All studies receiving U.

For information about clinical trials sponsored by private sources, contact: www. Celiac Disease and Refractory Celiac Disease. Feldman, Friedman, and Brandt, editors. W B Saunders Co. McGraw-Hill Companies. New York, NY; Textbook for Gastroenterology. Philadelphia, PA; ; Mechanisms and management of refractory celiac disease. Nat Rev Gastroenterol Hepatol. Epub Sep 8. It found that 1 of every Americans had celiac disease.

This was pretty much in line with the most recent European numbers. How was it possible that a disease so well-identified in some places had been practically invisible in the U. Intuitively, the vast majority of the symptoms are gastrointestinal: chronic diarrhea, weight loss, failure to thrive. You can have joint pain, a skin rash. You can change your behavior because inflammation spills into the brain. You can have infertility. Over the last couple decades, the diagnosis and treatment of celiac disease in the U.

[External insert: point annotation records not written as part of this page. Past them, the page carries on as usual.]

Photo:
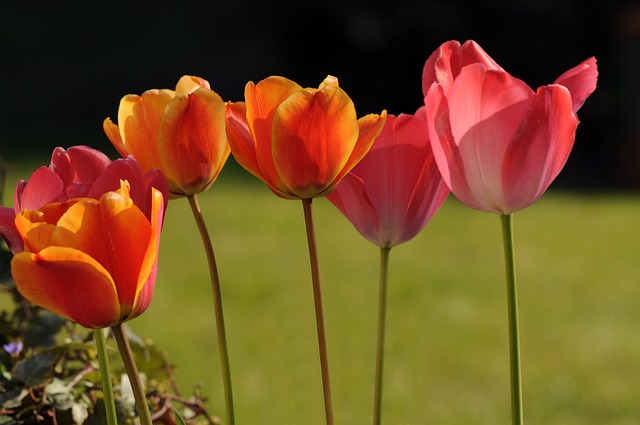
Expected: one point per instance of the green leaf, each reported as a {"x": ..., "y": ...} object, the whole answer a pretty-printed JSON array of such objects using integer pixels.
[
  {"x": 13, "y": 399},
  {"x": 42, "y": 329},
  {"x": 36, "y": 370},
  {"x": 179, "y": 420}
]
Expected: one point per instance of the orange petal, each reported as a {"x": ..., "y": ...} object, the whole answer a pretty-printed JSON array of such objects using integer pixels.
[
  {"x": 148, "y": 268},
  {"x": 68, "y": 282},
  {"x": 262, "y": 100},
  {"x": 113, "y": 133},
  {"x": 188, "y": 84},
  {"x": 126, "y": 237},
  {"x": 314, "y": 132},
  {"x": 243, "y": 146},
  {"x": 192, "y": 142},
  {"x": 370, "y": 127},
  {"x": 138, "y": 120}
]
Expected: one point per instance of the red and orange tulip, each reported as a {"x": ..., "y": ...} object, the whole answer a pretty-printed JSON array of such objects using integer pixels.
[
  {"x": 91, "y": 261},
  {"x": 395, "y": 190},
  {"x": 300, "y": 141},
  {"x": 180, "y": 132},
  {"x": 77, "y": 172},
  {"x": 498, "y": 144}
]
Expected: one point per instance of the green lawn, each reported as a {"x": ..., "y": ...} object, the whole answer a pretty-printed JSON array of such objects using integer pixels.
[{"x": 447, "y": 352}]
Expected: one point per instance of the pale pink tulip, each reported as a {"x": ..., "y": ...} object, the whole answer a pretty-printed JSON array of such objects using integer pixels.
[{"x": 498, "y": 144}]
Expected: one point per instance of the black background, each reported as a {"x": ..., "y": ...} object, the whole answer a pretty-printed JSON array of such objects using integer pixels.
[{"x": 65, "y": 65}]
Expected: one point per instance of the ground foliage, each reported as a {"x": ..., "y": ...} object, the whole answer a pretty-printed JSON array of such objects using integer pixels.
[{"x": 49, "y": 371}]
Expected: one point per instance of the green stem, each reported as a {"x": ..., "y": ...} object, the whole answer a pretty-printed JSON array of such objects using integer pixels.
[
  {"x": 105, "y": 374},
  {"x": 382, "y": 313},
  {"x": 317, "y": 298},
  {"x": 512, "y": 304},
  {"x": 217, "y": 306},
  {"x": 132, "y": 372}
]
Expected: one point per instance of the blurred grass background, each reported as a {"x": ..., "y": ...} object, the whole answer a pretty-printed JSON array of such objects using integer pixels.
[{"x": 447, "y": 353}]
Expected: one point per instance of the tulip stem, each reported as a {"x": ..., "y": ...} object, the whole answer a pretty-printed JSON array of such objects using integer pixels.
[
  {"x": 512, "y": 301},
  {"x": 105, "y": 374},
  {"x": 382, "y": 313},
  {"x": 217, "y": 306},
  {"x": 317, "y": 298},
  {"x": 132, "y": 372}
]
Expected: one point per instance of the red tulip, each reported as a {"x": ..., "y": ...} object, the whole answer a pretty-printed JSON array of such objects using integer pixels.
[
  {"x": 78, "y": 172},
  {"x": 180, "y": 132},
  {"x": 300, "y": 142},
  {"x": 498, "y": 144},
  {"x": 395, "y": 190},
  {"x": 91, "y": 261}
]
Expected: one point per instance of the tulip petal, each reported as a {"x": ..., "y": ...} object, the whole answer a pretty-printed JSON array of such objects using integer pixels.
[
  {"x": 188, "y": 84},
  {"x": 149, "y": 266},
  {"x": 540, "y": 148},
  {"x": 370, "y": 127},
  {"x": 78, "y": 165},
  {"x": 8, "y": 230},
  {"x": 138, "y": 120},
  {"x": 352, "y": 200},
  {"x": 128, "y": 235},
  {"x": 581, "y": 81},
  {"x": 444, "y": 147},
  {"x": 314, "y": 134},
  {"x": 44, "y": 186},
  {"x": 446, "y": 63},
  {"x": 262, "y": 100},
  {"x": 243, "y": 146},
  {"x": 192, "y": 142},
  {"x": 485, "y": 110},
  {"x": 68, "y": 282}
]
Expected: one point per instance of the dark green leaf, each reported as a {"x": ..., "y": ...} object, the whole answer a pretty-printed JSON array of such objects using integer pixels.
[{"x": 36, "y": 370}]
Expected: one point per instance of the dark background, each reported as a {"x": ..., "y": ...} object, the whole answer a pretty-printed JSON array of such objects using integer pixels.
[{"x": 65, "y": 65}]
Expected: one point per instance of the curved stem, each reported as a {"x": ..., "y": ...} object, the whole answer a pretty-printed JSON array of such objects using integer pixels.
[
  {"x": 132, "y": 372},
  {"x": 217, "y": 306},
  {"x": 105, "y": 375},
  {"x": 512, "y": 304},
  {"x": 317, "y": 298},
  {"x": 382, "y": 313}
]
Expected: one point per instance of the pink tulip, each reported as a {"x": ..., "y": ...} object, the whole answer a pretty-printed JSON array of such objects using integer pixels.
[
  {"x": 78, "y": 172},
  {"x": 396, "y": 189},
  {"x": 498, "y": 144}
]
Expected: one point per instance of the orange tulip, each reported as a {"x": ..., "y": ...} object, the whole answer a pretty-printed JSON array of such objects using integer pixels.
[
  {"x": 300, "y": 142},
  {"x": 180, "y": 132},
  {"x": 91, "y": 261}
]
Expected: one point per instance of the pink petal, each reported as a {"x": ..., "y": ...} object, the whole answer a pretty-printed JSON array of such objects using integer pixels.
[
  {"x": 78, "y": 164},
  {"x": 351, "y": 199},
  {"x": 446, "y": 63},
  {"x": 581, "y": 81},
  {"x": 8, "y": 230},
  {"x": 43, "y": 187},
  {"x": 540, "y": 148},
  {"x": 485, "y": 109}
]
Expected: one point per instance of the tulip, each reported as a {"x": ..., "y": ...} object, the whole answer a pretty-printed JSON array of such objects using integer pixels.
[
  {"x": 396, "y": 189},
  {"x": 180, "y": 132},
  {"x": 389, "y": 197},
  {"x": 300, "y": 142},
  {"x": 91, "y": 261},
  {"x": 77, "y": 172},
  {"x": 498, "y": 144}
]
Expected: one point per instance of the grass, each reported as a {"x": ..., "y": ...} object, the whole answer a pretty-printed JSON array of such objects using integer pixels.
[{"x": 447, "y": 352}]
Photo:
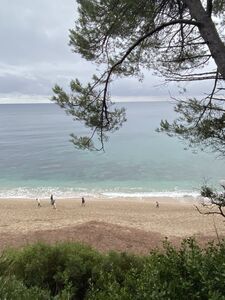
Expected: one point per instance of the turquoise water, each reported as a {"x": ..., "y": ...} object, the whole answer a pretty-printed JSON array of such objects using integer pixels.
[{"x": 36, "y": 157}]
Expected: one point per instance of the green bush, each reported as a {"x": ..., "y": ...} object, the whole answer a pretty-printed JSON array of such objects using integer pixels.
[
  {"x": 73, "y": 271},
  {"x": 55, "y": 268}
]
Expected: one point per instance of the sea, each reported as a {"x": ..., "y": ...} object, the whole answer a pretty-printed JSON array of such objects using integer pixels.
[{"x": 37, "y": 158}]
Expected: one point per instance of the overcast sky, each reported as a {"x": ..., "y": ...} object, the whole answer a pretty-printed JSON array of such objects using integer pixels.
[{"x": 34, "y": 55}]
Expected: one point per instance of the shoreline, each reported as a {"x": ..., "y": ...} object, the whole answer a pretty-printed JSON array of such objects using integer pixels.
[{"x": 134, "y": 223}]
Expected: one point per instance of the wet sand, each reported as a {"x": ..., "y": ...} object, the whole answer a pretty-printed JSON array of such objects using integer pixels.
[{"x": 119, "y": 224}]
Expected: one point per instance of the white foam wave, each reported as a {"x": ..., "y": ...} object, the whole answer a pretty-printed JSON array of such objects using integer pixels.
[{"x": 62, "y": 193}]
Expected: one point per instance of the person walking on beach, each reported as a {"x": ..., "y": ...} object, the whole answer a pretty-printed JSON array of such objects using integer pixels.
[
  {"x": 82, "y": 201},
  {"x": 38, "y": 202},
  {"x": 52, "y": 200}
]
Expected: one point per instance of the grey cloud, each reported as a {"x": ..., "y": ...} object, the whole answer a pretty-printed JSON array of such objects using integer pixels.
[{"x": 34, "y": 53}]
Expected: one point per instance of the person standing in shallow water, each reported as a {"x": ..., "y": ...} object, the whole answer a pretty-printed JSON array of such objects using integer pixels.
[
  {"x": 38, "y": 202},
  {"x": 52, "y": 200},
  {"x": 82, "y": 201}
]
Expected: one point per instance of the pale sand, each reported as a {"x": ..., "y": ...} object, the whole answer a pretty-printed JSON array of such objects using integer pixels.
[{"x": 174, "y": 218}]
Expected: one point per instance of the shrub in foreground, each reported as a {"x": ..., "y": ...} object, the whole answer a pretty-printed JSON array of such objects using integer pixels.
[{"x": 73, "y": 271}]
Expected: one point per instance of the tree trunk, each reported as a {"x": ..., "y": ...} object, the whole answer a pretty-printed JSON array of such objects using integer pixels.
[{"x": 209, "y": 33}]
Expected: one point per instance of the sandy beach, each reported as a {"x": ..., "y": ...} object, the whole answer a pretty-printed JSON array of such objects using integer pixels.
[{"x": 124, "y": 224}]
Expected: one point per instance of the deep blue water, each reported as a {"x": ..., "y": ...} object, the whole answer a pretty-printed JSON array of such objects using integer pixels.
[{"x": 36, "y": 157}]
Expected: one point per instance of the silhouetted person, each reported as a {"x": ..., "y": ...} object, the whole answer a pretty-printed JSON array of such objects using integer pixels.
[
  {"x": 82, "y": 201},
  {"x": 38, "y": 202},
  {"x": 53, "y": 202}
]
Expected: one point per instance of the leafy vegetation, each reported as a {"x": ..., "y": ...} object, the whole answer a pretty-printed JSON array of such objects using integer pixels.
[
  {"x": 73, "y": 271},
  {"x": 180, "y": 40}
]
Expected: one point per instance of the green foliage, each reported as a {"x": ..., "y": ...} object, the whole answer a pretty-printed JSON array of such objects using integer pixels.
[
  {"x": 165, "y": 36},
  {"x": 73, "y": 271}
]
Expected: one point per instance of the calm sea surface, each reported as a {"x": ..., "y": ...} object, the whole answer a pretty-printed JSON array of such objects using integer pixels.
[{"x": 36, "y": 157}]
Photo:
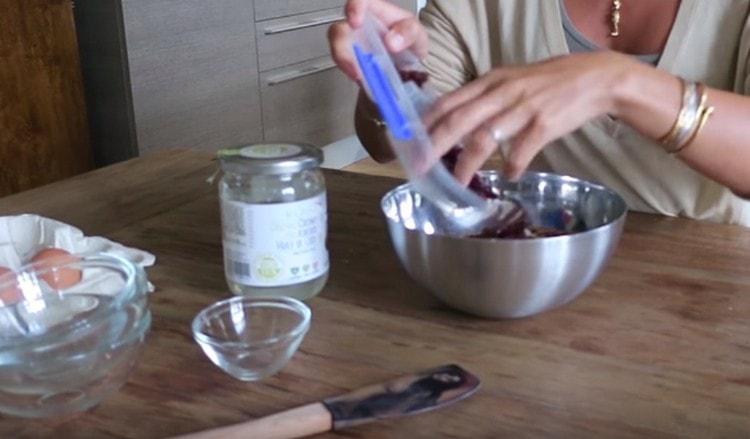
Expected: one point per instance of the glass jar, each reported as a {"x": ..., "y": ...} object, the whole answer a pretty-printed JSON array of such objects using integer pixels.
[{"x": 274, "y": 220}]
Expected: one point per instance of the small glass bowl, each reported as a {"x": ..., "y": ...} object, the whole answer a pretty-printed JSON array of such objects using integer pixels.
[{"x": 251, "y": 338}]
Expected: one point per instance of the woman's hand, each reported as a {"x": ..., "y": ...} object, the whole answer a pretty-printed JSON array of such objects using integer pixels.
[
  {"x": 404, "y": 32},
  {"x": 529, "y": 106}
]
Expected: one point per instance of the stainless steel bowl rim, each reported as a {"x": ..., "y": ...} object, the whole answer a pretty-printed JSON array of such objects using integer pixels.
[
  {"x": 407, "y": 187},
  {"x": 291, "y": 303}
]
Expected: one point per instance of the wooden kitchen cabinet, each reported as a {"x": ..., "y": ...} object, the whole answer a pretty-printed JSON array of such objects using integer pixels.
[
  {"x": 212, "y": 74},
  {"x": 43, "y": 128}
]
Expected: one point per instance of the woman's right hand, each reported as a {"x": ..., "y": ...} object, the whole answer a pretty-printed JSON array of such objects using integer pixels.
[{"x": 404, "y": 32}]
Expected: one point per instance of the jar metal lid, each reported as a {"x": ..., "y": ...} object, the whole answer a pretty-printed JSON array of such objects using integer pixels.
[{"x": 270, "y": 158}]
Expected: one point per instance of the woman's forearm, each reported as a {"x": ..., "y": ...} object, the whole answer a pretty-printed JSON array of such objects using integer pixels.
[
  {"x": 649, "y": 100},
  {"x": 371, "y": 133}
]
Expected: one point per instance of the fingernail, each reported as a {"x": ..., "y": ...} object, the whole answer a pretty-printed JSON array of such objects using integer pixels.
[{"x": 396, "y": 41}]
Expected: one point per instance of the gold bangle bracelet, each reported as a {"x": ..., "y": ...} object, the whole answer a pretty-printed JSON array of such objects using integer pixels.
[
  {"x": 679, "y": 120},
  {"x": 688, "y": 119},
  {"x": 705, "y": 115}
]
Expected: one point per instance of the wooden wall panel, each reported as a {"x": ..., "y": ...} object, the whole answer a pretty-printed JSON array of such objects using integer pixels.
[{"x": 43, "y": 127}]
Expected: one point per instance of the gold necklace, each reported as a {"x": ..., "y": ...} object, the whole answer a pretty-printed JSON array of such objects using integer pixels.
[{"x": 615, "y": 18}]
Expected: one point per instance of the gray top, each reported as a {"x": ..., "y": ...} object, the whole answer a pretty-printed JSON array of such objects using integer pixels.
[
  {"x": 577, "y": 42},
  {"x": 270, "y": 158}
]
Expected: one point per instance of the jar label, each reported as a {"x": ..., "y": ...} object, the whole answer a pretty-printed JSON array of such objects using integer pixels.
[
  {"x": 270, "y": 245},
  {"x": 270, "y": 151}
]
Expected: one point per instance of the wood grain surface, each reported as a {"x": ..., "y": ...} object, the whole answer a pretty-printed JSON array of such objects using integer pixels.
[
  {"x": 43, "y": 127},
  {"x": 659, "y": 346}
]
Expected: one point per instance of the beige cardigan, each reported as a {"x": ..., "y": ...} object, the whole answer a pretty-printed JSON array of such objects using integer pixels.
[{"x": 709, "y": 42}]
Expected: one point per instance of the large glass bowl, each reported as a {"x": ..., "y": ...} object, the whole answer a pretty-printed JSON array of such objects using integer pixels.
[{"x": 64, "y": 348}]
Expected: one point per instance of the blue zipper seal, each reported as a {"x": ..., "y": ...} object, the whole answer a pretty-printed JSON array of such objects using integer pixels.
[{"x": 384, "y": 95}]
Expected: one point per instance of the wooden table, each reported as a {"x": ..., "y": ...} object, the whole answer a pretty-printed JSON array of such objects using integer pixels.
[{"x": 659, "y": 346}]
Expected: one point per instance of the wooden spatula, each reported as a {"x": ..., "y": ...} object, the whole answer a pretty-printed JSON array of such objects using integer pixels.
[{"x": 407, "y": 395}]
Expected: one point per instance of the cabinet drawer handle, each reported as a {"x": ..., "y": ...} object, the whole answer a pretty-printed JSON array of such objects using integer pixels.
[
  {"x": 300, "y": 73},
  {"x": 303, "y": 24}
]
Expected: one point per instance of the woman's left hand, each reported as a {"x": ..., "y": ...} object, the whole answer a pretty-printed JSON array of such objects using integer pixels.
[{"x": 529, "y": 106}]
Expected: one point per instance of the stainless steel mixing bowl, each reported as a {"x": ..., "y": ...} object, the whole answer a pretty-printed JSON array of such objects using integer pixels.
[{"x": 510, "y": 278}]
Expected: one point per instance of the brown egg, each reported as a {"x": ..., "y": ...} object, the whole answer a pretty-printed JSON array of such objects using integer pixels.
[
  {"x": 57, "y": 278},
  {"x": 9, "y": 295}
]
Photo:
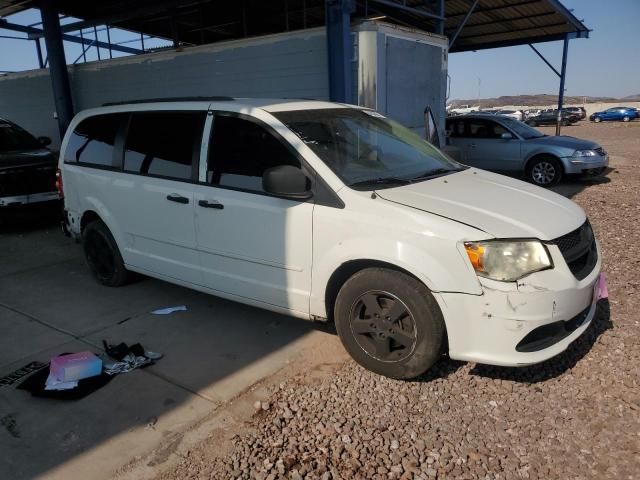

He, like Fasano, is a gastroenterologist. Lebwohl and other researchers have looked all over the world for clues that could explain why celiac disease is triggered in one person and not another. But celiac disease is present in Asia. In virtually every country in the world, celiac disease has been identified. For example, in India we know that the necessary gene is similarly present in the north and the south of the country.

The going explanation — and I think this is a plausible explanation — is that there is a lot more gluten consumption in the north. This is a very ancient population that was displaced from their normal position because of the civil war in Northern Africa. That led to very high mortality because of malnutrition, famine, no food available. Unicef and the W.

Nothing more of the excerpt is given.